Io ho un difetto: non mi sono mai sentito arrivato. Da nessuna parte. Anzi, a dire il vero, ho provato spesso del disagio, che mi è stato utile per “non tirarmela mai troppo”. Il che mi ha procurato anche dei problemi, perché sono stato accusato d’essere troppo solitario e fuori dal giro, e sopra gli altri. In realtà io stavo nel “proprio” e non mi “allargavo”. Ho sempre pensato che se devi avere del merito, questo deve uscire da solo, non perché “te la suoni e te la canti da solo”.

Quando metti mano al tuo archivio, alle tue foto di moda o di still life, cosa vedi?

Della continuità, la mia storia. Non ci sono picchi qua e cadute là. Riconosco sempre uno stile. Il mio. Di questo sono orgoglioso.

C’è qualcosa del tuo lavoro che oggi butteresti?

Direi di no, sono stato fortunato, ho fatto tanta pubblicità ma non ho mai avuto imposizioni. Anzi, talvolta mi sono sentito persino troppo libero di ideare. Ricordo che un giorno arrivarono qui in studio da me tutti i vertici di un famoso brand giapponese di cosmetici. Dissero “Questo è il prodotto da fotografare, lei cosa pensa di fare? Ero un po’ smarrito, e mi sfuggì un “Boh, vediamo”. Loro, senza mezzi termini, dissero che erano qui perché per loro ero il migliore, quindi avevo carta bianca e si aspettavano grandi cose. Finì bene, per fortuna, la campagna fotografica di quel prodotto piacque molto. Ho fotografato poi per loro per un decennio.

Parliamo del periodo d’oro della fotografia?

Esatto. Anni Ottanta. Fu un periodo d’oro non per me ma per tutti. Per la fotografia, per la moda, per riviste come Vogue. C’erano tante idee, tante possibilità, anche economiche, che oggi sono molto più limitate.

A proposito, ricordi il tuo primo servizio fotografico per Vogue?

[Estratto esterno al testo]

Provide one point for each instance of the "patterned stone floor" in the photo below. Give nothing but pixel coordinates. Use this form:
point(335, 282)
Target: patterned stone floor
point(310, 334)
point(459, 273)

Anno 1983, fotografai un rossetto di Estee Lauder. Probabilmente piacque così tanto quel servizio che qualche mese dopo ricevetti una telefonata. “Buongiorno, é Estee Lauder New York la vorremmo a NY per scattare per la campagna di un nostro prodotto nuovo”. Puoi immaginare cosa risposi allora nel mio inglese scolastico: “Yes, yes, yes” e niente altro. E son partito.

Domanda difficile: serve la cultura per fare fotografia?

Essenziale. Devi sapere, devi capire. Serve prima, durante e dopo lo scatto. Parlo di fotografia con fotocamere, non con un cellulare.

Tu sei architetto prima ancora che fotografo. Quanto ti è servito esserlo?

Molto, architetto non è una professione ma una forma mentis. È un modo di vedere il mondo. Io lo vedo tridimensionale. Ho una diversa visione dello spazio.

Alla fine Piero Gemelli come definirebbe se stesso in poche parole?

Uno molto pignolo, uno abbastanza insofferente, uno che non accetta il pressapochismo, uno che detesta la mezza verità.